Scènes de violence dans les rues de Budapest dans la nuit de lundi à mardi. Des milliers de manifestants d'extrême-droite,selon une agence de presse locale, réclamant le départ du Premier ministre hongrois, ont attaqué le bâtiment de la télévision nationale. Ils entendaient protester contre les aveux de "mensonges" du Premier ministre socialiste, Ferenc Gyurcsany. Ils ont pu pénétrer à l'intérieur du siège de la télévision pour y lire une pétition alors qu'un feu se déclarait à l'intérieur des locaux.
La police, apparemment dépassée par les événements, a cependant réussi à les en faire sortir vers quatre heures du matin, faisant usage de bombes lacrymogènes et de canons à eau, La place Szabadsag, où se trouvent les quartiers généraux de la télévision nationale, a été dégagée par la police, mais de nombreuses carcasses de voitures brulées, des bancs arrachés et des poubelles renversées, témoignaient de la violence de l'attaque lancée par les manifestants. On compte une centaine de blessés.

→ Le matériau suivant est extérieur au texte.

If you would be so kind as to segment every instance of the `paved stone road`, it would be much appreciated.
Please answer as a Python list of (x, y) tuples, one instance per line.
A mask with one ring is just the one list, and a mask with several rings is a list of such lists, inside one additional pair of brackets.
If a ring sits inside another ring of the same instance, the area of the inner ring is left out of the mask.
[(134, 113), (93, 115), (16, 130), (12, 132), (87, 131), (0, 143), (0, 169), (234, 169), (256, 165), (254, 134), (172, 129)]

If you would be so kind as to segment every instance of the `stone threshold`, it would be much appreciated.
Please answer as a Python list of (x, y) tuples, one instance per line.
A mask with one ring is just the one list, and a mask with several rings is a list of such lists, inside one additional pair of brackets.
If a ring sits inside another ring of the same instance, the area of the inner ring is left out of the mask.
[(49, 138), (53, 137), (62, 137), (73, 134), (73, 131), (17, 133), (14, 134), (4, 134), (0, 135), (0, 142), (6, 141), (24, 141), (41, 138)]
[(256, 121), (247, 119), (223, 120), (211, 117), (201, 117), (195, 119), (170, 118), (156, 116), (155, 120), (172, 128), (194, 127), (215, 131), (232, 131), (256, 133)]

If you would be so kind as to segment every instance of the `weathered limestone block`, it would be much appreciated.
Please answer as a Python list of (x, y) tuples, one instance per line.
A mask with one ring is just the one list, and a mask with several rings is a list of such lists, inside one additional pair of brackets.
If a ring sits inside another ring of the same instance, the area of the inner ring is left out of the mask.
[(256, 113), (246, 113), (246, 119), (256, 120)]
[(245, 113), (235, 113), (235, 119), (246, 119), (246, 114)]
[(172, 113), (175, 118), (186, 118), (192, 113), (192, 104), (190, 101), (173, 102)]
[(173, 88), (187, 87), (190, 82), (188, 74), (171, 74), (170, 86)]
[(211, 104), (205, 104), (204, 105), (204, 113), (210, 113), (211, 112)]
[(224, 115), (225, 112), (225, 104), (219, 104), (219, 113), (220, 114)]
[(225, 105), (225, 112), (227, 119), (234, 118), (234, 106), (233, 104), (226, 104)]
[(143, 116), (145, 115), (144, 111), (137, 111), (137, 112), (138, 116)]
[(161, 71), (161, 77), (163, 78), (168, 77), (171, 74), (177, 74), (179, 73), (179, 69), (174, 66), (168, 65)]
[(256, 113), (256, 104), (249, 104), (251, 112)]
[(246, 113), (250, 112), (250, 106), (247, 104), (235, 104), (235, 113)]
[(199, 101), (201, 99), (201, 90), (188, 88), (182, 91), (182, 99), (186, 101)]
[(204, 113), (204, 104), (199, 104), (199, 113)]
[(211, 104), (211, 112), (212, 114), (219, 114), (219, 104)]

Les "conneries" du gouvernement : La radio publique hongroise avait diffusé dimanche soir l'enregistrement d'un discours à huis-clos à des députés du parti socialiste en mai dernier, où Ferenc Gyurcsany déclarait que le gouvernement n'a fait que "des conneries" et a "menti" pendant un an et demi pour cacher son projet de plan d'austérité, jugé douloureux, mais nécessaire. Après que le Premier ministre eut admis que l'enregistrement était authentique, des centaines de manifestants de droite ont réclamé sa démission lundi matin à Budapest, en campant devant le parlement, siège des pouvoirs exécutif et législatif. Dans la soirée, Fidesz avait assuré de sa complète solidarité avec les manifestants.
A l'aube, il a annoncé que les manifestations "radicales dans les rues n'apportaient pas de solutions aux problèmes", il a ajouté vouloir tenir un jour de débat au parlement mardi pour analyser les événements. Le cabinet de la sécurité national a été convoqué pour 09H00.